Ordinanza di Cassazione Penale Sez. 7 Num. 879 Anno 2025
Penale Ord. Sez. 7 Num. 879 Anno 2025
Presidente: IMPERIALI NOME
Relatore: COGNOME
Data Udienza: 19/11/2024
ORDINANZA
sul ricorso proposto da:
COGNOME nato ad Avellino il 13/03/1972
avverso la sentenza del 01/03/2024 della Corte d’appello di Roma
dato avviso alle parti;
udita la relazione svolta dal Consigliere NOME COGNOME.
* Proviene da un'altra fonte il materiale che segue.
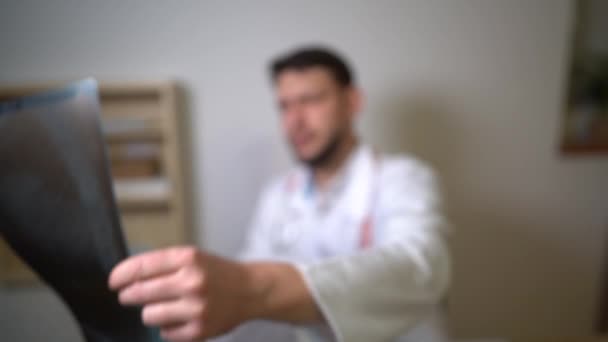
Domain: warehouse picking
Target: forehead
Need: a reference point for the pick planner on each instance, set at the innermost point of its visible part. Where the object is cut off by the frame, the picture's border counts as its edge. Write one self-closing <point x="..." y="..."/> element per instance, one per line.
<point x="294" y="81"/>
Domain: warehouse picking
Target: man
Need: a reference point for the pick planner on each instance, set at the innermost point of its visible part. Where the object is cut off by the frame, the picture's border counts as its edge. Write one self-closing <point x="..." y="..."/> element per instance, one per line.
<point x="349" y="246"/>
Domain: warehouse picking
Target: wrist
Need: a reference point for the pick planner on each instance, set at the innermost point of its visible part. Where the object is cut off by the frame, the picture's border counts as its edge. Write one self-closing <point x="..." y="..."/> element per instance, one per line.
<point x="259" y="285"/>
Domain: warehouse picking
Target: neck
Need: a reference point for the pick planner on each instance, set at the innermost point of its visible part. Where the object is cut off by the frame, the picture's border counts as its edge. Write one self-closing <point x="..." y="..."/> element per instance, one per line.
<point x="323" y="174"/>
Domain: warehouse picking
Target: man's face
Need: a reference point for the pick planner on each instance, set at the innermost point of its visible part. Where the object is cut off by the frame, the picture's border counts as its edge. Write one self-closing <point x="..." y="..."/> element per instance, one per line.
<point x="316" y="111"/>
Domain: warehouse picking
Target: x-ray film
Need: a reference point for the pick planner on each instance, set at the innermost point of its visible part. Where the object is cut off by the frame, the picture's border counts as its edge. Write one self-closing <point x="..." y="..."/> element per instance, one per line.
<point x="57" y="209"/>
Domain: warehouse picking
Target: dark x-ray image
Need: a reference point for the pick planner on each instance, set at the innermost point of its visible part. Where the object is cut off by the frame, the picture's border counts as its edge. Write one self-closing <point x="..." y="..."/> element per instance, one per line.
<point x="57" y="209"/>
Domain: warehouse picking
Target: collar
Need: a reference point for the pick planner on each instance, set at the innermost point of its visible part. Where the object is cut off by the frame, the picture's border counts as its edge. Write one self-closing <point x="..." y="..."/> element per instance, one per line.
<point x="351" y="189"/>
RITENUTO IN FATTO E CONSIDERATO IN DIRITTO
Letto il ricorso di NOME COGNOME;
considerato che il primo motivo, con cui si contesta l’acquisizione, in asserita violazione degli artt. 431, comma 1, lett. a), e 511, comma 4, cod. proc. della querela sporta da NOME COGNOME non è consentito in quanto è aspecifico, atteso che il ricorrente ha del tutto omesso di indicare quali sarebbero gli specifici elementi di ricostruzione storica del fatto che i giudici del merito avrebbero tratto dalla suddetta querela, in luogo di considerarla legittimamente ai soli fini dell’accertamento dell’esistenza della condizione di procedibilità;
ritenuto che il secondo motivo, con il quale si contesta la mancata assunzione della testimonianza dello stesso NOME COGNOME è manifestamente infondato, atteso che, posto che, nel giudizio d’appello, la rinnovazione dell’istruttoria dibattimentale, prevista dall’art. 603, comma 1, cod. proc. pen., è subordinata alla verifica dell’incompletezza dell’indagine dibattimentale svolta in primo grado e alla conseguente constatazione del giudice di non poter decidere allo stato degli atti senza una rinnovazione istruttoria, e che tale accertamento è rimesso alla
valutazione discrezionale del giudice di merito, incensurabile in sede di legittimità se correttamente motivata (Sez. 6, n. 8936 del 13/01/2015, COGNOME, Rv. 26262001; Sez. 4, n. 18660 del 19/02/2004, COGNOME, Rv. 228353-01; Sez. 4, n. 4981 del 05/12/2003, dep. 2004, COGNOME, Rv. 229666-01), la Corte d’appello di Roma ha dato conto dei motivi per i quali ha ritenuto insussistente il presupposto di legge della necessità della sollecitata rinnovazione dell’istruttoria dibattimentale, argomentando, in un modo che si deve ritenere assolutamente adeguato (si veda, in particolare, la pag. 3 della sentenza impugnata), le ragioni delle condivisione delle motivazioni sulla base delle quali il Tribunale di Roma aveva ritenuto di non assumere la testimonianza del COGNOME ai sensi dell’art. 507 cod. proc. pen.;
considerato che il terzo motivo, con il quale si lamenta che la Corte d’appello di Roma abbia escluso il concorso dell’imputato nel reato presupposto della ricettazione dell’assegno a lui attribuita, non è consentito, in quanto, a fronte dell’accertamento, compiuto dalla Corte d’appello, dell’assenza di elementi dai quali si potesse desumere che l’imputato avesse rubato o concorso a rubare l’assegno, e della valutazione, operata dalla stessa Corte, del contrasto della versione dei fatti fornita dall’imputato con le risultanze processuali (si veda, i particolare, la pag. 6 della sentenza impugnata), appare diretto a evidenziare ragioni in fatto e a sollecitare una diversa valutazione delle suddette risultanze, il che non è consentito fare in sede di legittimità ((Sez. 2, n. 9106 del 12/02/2021, COGNOME, Rv. 280747-01; Sez. 6, n. 13809 del 17/03/2015, 0., Rv. 26296501);
rilevato, pertanto, che il ricorso deve essere dichiarato inammissibile, con la condanna del ricorrente al pagamento delle spese processuali e della somma di euro tremila in favore della Cassa delle ammende.
P.Q.M.
Dichiara inammissibile il ricorso e condanna il ricorrente al pagamento delle spese processuali e della somma di euro tremila in favore della Cassa delle ammende.
Così deciso in Roma, il 19 novembre 2024.